TECHNOLOGY : Odetics Accuses Former Employee of Stealing Design Data
Odetics Inc., the Anaheim-based maker of electronics equipment, said Monday that it is suing a former employee and Irvine-based International Test Instruments Inc. for allegedly stealing its engineering data on a new product and using the information to start a competing company.
The suit, filed April 27 in Orange County Superior Court in Santa Ana, charges that James P. Pope and ITI stole Odetics design and engineering data for a new generation of the company’s TIA 3100 time interval analyzer, which evaluates the accuracy of computer storage products.
Pope said in a statement that the Odetics charges are “entirely spurious” and that the sole purpose of the suit is to destroy his new company in its development stage. He said the company will vigorously defend itself and seek recovery for any damages incurred to defend itself.

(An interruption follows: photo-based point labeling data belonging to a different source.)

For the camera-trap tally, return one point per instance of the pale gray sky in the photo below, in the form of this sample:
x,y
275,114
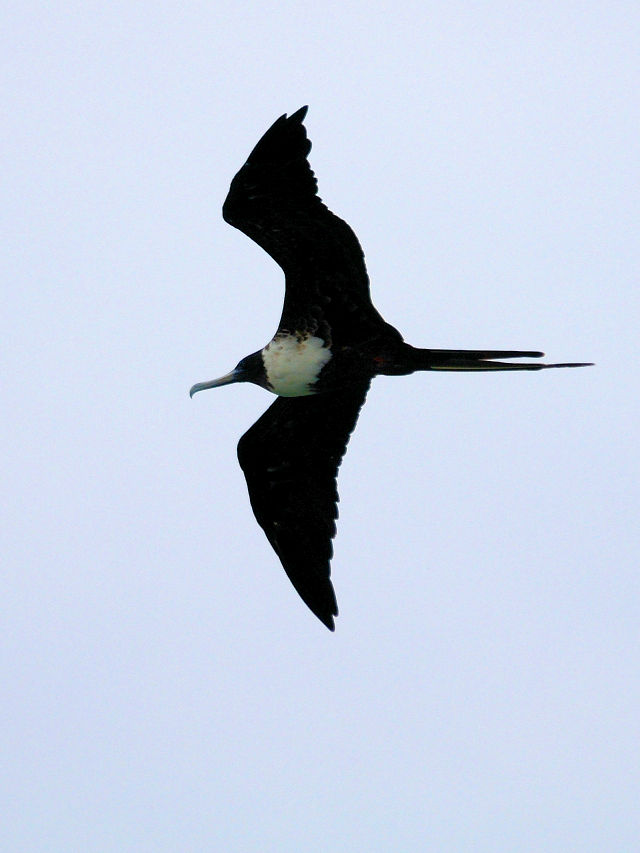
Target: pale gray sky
x,y
164,687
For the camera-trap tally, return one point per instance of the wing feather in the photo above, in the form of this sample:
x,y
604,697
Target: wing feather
x,y
273,200
290,458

“ITI has produced a new product with new technology, taking great care to avoid any improper use of prior technology,” the statement says. “Odetics’ response to the early success of ITI is to use its financial strength to try to stop the potential competition of ITI. Odetics’ further attempt to publicize this lawsuit is further evidence of its overall plan to drive ITI out of business.”
Pope worked as director of sales and marketing for Odetics’ Kode division from January, 1986, until December, 1988. A month later, Pope formed ITI and developed a Digital Timing Analyzer product that the company began shipping in January.
The suit charges that Pope had access to secret Odetics proprietary technology for the time interval analyzer and that in July and August of 1988 Pope conspired to steal engineering data and technical evaluations from the company to use for developing the ITI product.
Odetics also accuses Pope of soliciting company employees to join ITI. Odetics’ chief engineer on the TIA development project, Nicholas Perna, resigned in January, 1989, and joined Pope’s company.
Other Odetics charges against Pope are breach of contract, competing unfairly, misappropriating secret information, and breach of fiduciary duty. The company did not specify damages in the suit.